Popcultured: Thinking Christianly About Style, Media, and Entertainment
Steve Turner
Popcultured: Thinking Christianly About Style, Media, and Entertainment
Steve Turner
Turner writes from the unusual perspective of a committed evangelical Christian with firsthand knowledge of creating popular culture. As a professional writer and journalist, he has written books about Johnny Cash, Marvin Gaye, U2, and Van Morrison, among others. He includes Cliff Richard in his acknowledgements, and his chapter on celebrity begins with a personal anecdote about David Bowie pestering him to attend his gigs in the early 1970s.
None of this means that his insights are above contradiction. But he writes as an artist and as someone who has intimate knowledge of how the creators of popular culture think and work. He’s aware of subtleties and details that Christians writing from outside the creative industries may lack. For instance, his section on how the vocabulary of an article will reveal the hidden assumptions of the journalist was particularly illuminating.
Popcultured aims to help the Christian to live in a world surrounded by popular cultural expressions, TV, music, film, games, and more while managing “the hard task of being simultaneously critical and spiritually engaged” (14). The book begins with three introductory chapters: the first lists 10 reasons why popular culture is worth caring about, the second gives a short definition of culture in general and popular culture in particular, and the third a brief biblical framework of how to understand culture.
This is not the book for a detailed, carefully argued theology of cultural engagement. Those looking for that can turn to Ted Turnau’s definitive Popologetics: Popular Culture in Christian Perspective (P&R, 2012). The strength of Turner’s work is in dealing with specific areas of popular culture: cinema, journalism, celebrity, fashion, thrill-seeking, comedy, and more. These chapters often feature an overview of the subject, an exploration of its historical development, and then an application of a biblical worldview to the topic, concluding with some discussion questions and further reading suggestions.
Popcultured is that rare thing, a book full of original thought that challenges our complacency and slothfulness in thinking about popular culture. It’d be wrong, though, to give the impression Turner’s book simply condemns Christian disengagement with popular culture. He’s well aware of the sin and rebellion displayed and glorified by popular culture and the dangers it poses for Christian discipleship. But, ultimately, the call of Christian discipleship requires us to engage with these topics.

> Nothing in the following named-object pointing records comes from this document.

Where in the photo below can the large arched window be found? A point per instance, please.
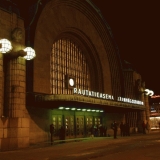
(68, 60)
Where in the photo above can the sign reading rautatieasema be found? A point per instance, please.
(104, 96)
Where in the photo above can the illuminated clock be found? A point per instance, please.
(71, 82)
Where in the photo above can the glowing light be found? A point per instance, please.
(6, 46)
(30, 53)
(149, 92)
(61, 108)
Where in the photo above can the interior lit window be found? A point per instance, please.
(67, 59)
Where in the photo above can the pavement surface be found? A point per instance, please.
(134, 147)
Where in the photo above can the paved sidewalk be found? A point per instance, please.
(48, 143)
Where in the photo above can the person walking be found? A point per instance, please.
(62, 134)
(122, 129)
(144, 127)
(148, 127)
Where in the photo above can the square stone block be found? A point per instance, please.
(4, 144)
(1, 133)
(4, 122)
(25, 122)
(25, 132)
(15, 122)
(5, 132)
(23, 142)
(12, 132)
(13, 143)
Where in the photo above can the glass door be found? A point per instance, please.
(89, 126)
(69, 126)
(79, 126)
(57, 123)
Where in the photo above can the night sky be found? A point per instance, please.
(135, 25)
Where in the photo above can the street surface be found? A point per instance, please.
(134, 147)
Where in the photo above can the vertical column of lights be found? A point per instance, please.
(62, 68)
(69, 61)
(64, 65)
(52, 70)
(59, 68)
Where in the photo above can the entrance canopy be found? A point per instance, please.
(57, 100)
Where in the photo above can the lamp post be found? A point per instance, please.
(15, 54)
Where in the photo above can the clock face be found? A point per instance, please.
(71, 82)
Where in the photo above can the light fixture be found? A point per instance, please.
(71, 82)
(30, 53)
(5, 46)
(149, 92)
(61, 108)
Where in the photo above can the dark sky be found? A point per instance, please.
(135, 26)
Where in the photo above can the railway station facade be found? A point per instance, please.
(77, 79)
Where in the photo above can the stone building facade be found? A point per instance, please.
(77, 79)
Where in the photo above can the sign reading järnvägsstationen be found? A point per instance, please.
(105, 96)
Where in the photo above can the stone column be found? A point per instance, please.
(15, 88)
(1, 84)
(15, 124)
(147, 108)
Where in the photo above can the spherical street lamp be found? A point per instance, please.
(5, 46)
(30, 53)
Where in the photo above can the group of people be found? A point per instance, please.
(61, 133)
(97, 131)
(145, 126)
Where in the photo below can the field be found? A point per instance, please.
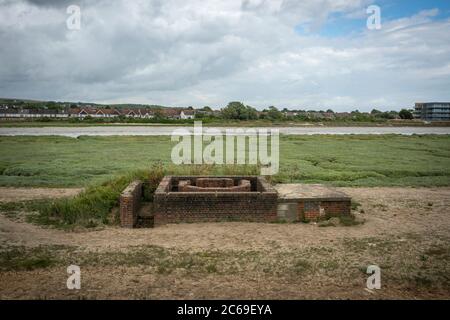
(356, 160)
(403, 230)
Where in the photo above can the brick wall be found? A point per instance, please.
(130, 200)
(174, 206)
(315, 210)
(216, 185)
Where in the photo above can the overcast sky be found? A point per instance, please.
(287, 53)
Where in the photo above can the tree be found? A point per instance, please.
(405, 114)
(238, 111)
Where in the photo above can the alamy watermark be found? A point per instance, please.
(227, 147)
(74, 279)
(374, 20)
(374, 280)
(73, 22)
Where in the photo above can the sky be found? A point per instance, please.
(310, 54)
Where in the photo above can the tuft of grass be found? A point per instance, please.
(94, 205)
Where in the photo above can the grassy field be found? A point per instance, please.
(355, 160)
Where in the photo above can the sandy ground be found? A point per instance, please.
(22, 194)
(402, 228)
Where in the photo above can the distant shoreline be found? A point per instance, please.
(332, 124)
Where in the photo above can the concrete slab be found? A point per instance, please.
(289, 192)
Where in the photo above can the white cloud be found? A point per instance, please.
(211, 52)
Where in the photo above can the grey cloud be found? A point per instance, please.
(197, 52)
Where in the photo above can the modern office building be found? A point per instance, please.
(432, 111)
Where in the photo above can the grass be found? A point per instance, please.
(413, 264)
(351, 160)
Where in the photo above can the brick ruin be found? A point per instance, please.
(230, 198)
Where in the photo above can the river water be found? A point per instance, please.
(168, 130)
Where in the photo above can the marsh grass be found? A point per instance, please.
(348, 160)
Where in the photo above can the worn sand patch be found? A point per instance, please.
(22, 194)
(406, 232)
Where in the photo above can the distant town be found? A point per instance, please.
(16, 109)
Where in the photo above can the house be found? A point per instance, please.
(432, 111)
(171, 114)
(187, 114)
(146, 113)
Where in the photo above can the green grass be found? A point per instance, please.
(351, 160)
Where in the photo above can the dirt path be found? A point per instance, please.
(406, 232)
(387, 211)
(22, 194)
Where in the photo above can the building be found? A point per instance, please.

I imagine many pastors and elders will see a book like this as a kind of “nice-to-have book,” perhaps a little light diversion from the latest Puritan paperback from Banner of Truth. I’d argue it’s much a more vital book than that assumption. Ask yourself, what’s the ratio between the amount of journalism, advertising, photography, fashion, and comedy you or your congregation consume, and the amount of thoughtful Christian teaching you’ve heard on those topics?
To put popular culture in the category of adiaphora or indifferent things is a double mistake. It blinds us to where the Devil has laid traps for our affections and stops us from giving glory to Christ for the beauty, truth, and goodness we see in it that is rightfully his.
Some may see Popcultured as another example of what one celebrity Christian blogger called the “trendy Christian infatuation with cultural interaction.” But cultural interaction, particularly popular cultural interaction, is precisely where Christ’s call of discipleship must find its expression.
Unless I know how, or whether, to watch the X-Factor, or read the local paper, or laugh at the standup comedian in the name of Jesus, then I am failing to obey the “whatever you do” of 1 Corinthians 10:31. In his magisterial Doctrine of the Knowledge of God John Frame argues, “When one lacks knowledge of how to ‘apply’ a text, his claim to know the ‘meaning’ becomes an empty-meaningless-claim.” Unless we know how our theology applies to the myriad of popular cultural expressions so ubiquitous in modern life, we cannot claim to really understand it. For those looking for help with that, Popcultured will be a valuable resource.